C'est surtout, en interne, d'avoir été capable de traverser
cette crise du conseil en général en gardant les équipes intactes. Nous
sommes très fiers d'avoir fait ça tout en gagnant de l'argent. Au niveau
des projets, nous avons accompagné un des plus grands LBO français en
2002. Mais je ne peux pas citer de nom, c'est une des contraintes de notre
métier. Les clients aiment nous voir dans la presse mais n'aiment pas
voir leur nom ou leurs projets cités dans la presse
Et quel projet rêveriez-vous
d'accompagner ?
Ce que nous aimerions, c'est qu'on puisse dire à la fin
de l'année 2003 que nous avons participé à la reconfiguration du paysage
média et des télécoms. Que nous avons fait avancer ces deux industries.

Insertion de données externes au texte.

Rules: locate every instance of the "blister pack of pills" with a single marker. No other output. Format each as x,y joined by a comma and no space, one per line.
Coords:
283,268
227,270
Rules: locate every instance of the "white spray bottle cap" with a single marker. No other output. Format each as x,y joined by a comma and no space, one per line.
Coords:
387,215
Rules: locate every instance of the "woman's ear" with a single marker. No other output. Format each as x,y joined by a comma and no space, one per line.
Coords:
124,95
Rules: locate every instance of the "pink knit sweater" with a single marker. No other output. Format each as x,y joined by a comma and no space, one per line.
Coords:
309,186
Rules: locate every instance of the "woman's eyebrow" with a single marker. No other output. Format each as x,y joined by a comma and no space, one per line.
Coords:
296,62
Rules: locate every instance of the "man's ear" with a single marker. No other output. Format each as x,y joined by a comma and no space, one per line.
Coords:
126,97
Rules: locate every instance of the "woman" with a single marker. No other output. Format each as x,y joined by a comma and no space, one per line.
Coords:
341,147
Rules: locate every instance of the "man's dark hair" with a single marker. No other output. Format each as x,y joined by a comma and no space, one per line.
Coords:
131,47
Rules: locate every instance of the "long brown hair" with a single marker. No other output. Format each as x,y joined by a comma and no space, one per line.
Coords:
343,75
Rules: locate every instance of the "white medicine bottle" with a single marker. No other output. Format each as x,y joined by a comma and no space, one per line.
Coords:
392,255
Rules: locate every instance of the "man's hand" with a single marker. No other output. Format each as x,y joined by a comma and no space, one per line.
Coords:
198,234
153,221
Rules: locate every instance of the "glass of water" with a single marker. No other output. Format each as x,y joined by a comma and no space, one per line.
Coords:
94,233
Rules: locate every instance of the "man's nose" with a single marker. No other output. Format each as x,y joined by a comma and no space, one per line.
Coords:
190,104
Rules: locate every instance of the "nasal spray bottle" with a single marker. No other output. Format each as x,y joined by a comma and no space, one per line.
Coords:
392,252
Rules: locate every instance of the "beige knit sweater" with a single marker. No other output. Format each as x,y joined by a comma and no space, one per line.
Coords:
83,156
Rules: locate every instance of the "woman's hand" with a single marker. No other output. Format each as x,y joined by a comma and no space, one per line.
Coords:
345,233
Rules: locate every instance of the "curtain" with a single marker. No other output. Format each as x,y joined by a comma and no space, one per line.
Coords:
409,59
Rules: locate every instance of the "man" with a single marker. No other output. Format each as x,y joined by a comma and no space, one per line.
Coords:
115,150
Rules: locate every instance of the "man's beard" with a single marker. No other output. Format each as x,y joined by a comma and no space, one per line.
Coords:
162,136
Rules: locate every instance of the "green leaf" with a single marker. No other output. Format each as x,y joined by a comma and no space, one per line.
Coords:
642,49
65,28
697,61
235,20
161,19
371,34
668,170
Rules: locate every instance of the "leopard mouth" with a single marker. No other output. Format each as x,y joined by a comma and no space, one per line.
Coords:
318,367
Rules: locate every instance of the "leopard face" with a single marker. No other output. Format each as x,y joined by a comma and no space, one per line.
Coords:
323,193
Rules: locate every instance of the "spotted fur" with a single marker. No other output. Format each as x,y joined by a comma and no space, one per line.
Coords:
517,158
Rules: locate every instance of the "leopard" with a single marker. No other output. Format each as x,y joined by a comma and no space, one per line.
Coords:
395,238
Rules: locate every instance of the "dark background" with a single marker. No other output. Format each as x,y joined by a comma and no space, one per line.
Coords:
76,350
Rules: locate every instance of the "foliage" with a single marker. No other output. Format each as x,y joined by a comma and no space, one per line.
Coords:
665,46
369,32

Qu'elles aient toutes deux gagné en visibilité, que les nouvelles technologies
soient bien mises sur les rails, comme la télé sur ADSL, le multimédia
mobile pour les opérateurs mobiles, l'ADSL pour les opérateurs télécoms.
Comment continuez-vous
à motiver vos équipes dans le contexte actuel ?
La première motivation pour les consultants qui viennent
chez nous est l'intérêt des projets, et je crois que nous continuons à
avoir des projets intéressants. Par ailleurs, ils viennent aussi pour
trouver un espace épanouissant. Enfin au niveau économique, il faut que
l'entreprise gagne de l'argent pour pouvoir verser des bonus. C'est ce
que nous avons fait en 2002.
Mais comment faites-vous
face à la tension sur les prix qui affecte votre marché ?
Je pensais qu'il y avait eu un assainissement du marché
en 2002 et que ça avait suffit. Un certain nombre de nos confrères ont
fait des réductions d'effectifs assez importantes et dès que l'offre s'aligne
sur la demande, la question du prix se pose moins. Mais compte tenu de
la crise actuelle, les clients allongent les périodes de décision. Cela
dit, in fine, même s'il y a une pression sur les prix, le client veut
avoir le bon consultant. Sans tenir un discours commercial, même si nous
coûtons cher, si nos prix à la journée sont très élevés, notre objectif
est toujours d'apporter le maximum de valeur ajoutée au client. Dès que
cet équilibre entre coût et valeur ajoutée est trouvé, si votre mission
facturée entre 100.000 et 1 million d'euros répond à des enjeux qui sont
cent fois supérieurs, la question du prix est plus anecdotique. De toute
façon, dans les années 2000-2001, nous n'avons pas fait d'inflation sur
les prix, nous avons été très raisonnables, nous ne sommes pas les plus
chers. Nous avons toujours eu cette approche du sur mesure. Pour le moment,
ça a fonctionné, mais rien ne garantit que ça continuera. Et c'est vrai
qu'il y a une pression sur les prix, il faut le reconnaître. Le client
aime bien ça, il sait que ces temps-ci, c'est lui qui a un peu plus de
pouvoir
Qu'est-ce que vous
aimez sur Internet ?
Ce que j'aime beaucoup, c'est de pouvoir me passer du papier
: Internet est pour moi une énorme armoire qui me permet d'accéder à beaucoup
de choses et où des gens rangent l'information pour moi. Par ailleurs,
j'adore accéder à l'Internet avec mon mobile et mon PC en voiture, quand
mon épouse conduit, pour trouver des informations sur la circulation ou
un restaurant, et faire des démarches que je n'ai pas pu faire pendant
la semaine. Les consultants sont en général des paranos de l'utilisation
de leur temps, et ça me donne une énorme souplesse.
Et qu'est-ce que vous
n'aimez pas ?
Je me pose parfois des questions sur la fiabilité des informations
auxquelles j'ai accès, je me demande si quelqu'un n'est pas en train de
faire de l'intox. Ou alors je tombe sur des choses qui n'ont pas été actualisées.
Mais j'ai eu très peu de déceptions pour le moment.